The prevalence of linear and learner-centred approaches also lead to the common misunderstanding about the use of the slip-box as a tool that can be used without changing the work routines around it. It is then often used simply as an archive where you just take out what you put in earlier. This, of course, will lead to disappointment. If we are just storing information, there would be no need to use a slip-box. To reap its benefits, we need to change our working routines. And the basis for that is a deep understanding on how and why it works and how the different steps and tasks of writing fit together. This is why a book, not just a manual, is needed to explain the principle and ideas behind it. [emphasis added]

To summarise some other passages in the book, the goal is not to be exhaustive. Creating your notes and your links should be a very organic process, and the tenet it should follow is that of usefulness.
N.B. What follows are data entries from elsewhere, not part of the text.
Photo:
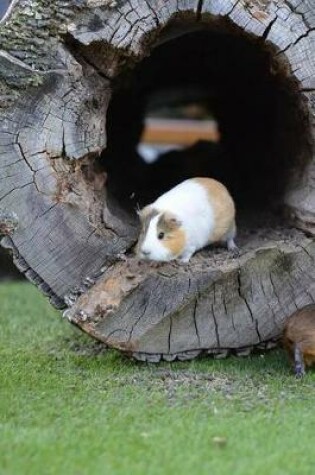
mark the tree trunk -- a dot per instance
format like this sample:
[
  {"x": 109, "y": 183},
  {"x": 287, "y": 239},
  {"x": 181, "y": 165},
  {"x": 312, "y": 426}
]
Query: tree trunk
[{"x": 75, "y": 71}]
One last quote on the questions you should bear in mind when creating or linking notes:

Every step is accompanied by questions like: How does this fact fit into my idea of …? How can this phenomenon be explained by that theory? Are these two ideas contradictory or do they complement each other? Isn’t this argument similar to that one? Haven’t I heard this before? And above all: What does x mean for y? These questions not only increase our understanding, but facilitate learning as well. Once we make a meaningful connection to an idea or fact, it is difficult not to remember it when we think about what it is connected with.

I hope this helps, and I heartily recommend you to give the book a read if you’re interested in the method.
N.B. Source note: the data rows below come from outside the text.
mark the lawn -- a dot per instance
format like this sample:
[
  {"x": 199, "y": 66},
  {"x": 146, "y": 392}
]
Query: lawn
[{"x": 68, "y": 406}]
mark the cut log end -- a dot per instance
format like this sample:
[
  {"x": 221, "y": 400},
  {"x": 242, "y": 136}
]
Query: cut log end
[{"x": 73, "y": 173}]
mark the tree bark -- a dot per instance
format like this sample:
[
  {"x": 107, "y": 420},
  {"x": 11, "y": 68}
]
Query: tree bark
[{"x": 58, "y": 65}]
  • Ahrens, Sönke. How to Take Smart Notes: One Simple Technique to Boost Writing, Learning and Thinking for Students, Academics and Nonfiction Book Writers, 2017.

I just think about why we link. I link so that I can ensure the note will resurface when I want it to. That is, I link when in some context, I want the note to appear in the org-roam buffer. I wrote about it a bit more here:


There were some discussions about adding additional meaning or metadata to links.

I was thinking about differentiating links in - tags :: ... and links in the body where names in the text are added as links, which is quite effortless with org-roam-company.

When I add links in -tags :: ... I want them to show up in backlinks and graphs because I added them deliberately when considering in what context I want them to be found.

Links in the body are for easy navigation and it would also be nice to have them in backlinks in an additional section at the bottom but not clutter the more important backlinks.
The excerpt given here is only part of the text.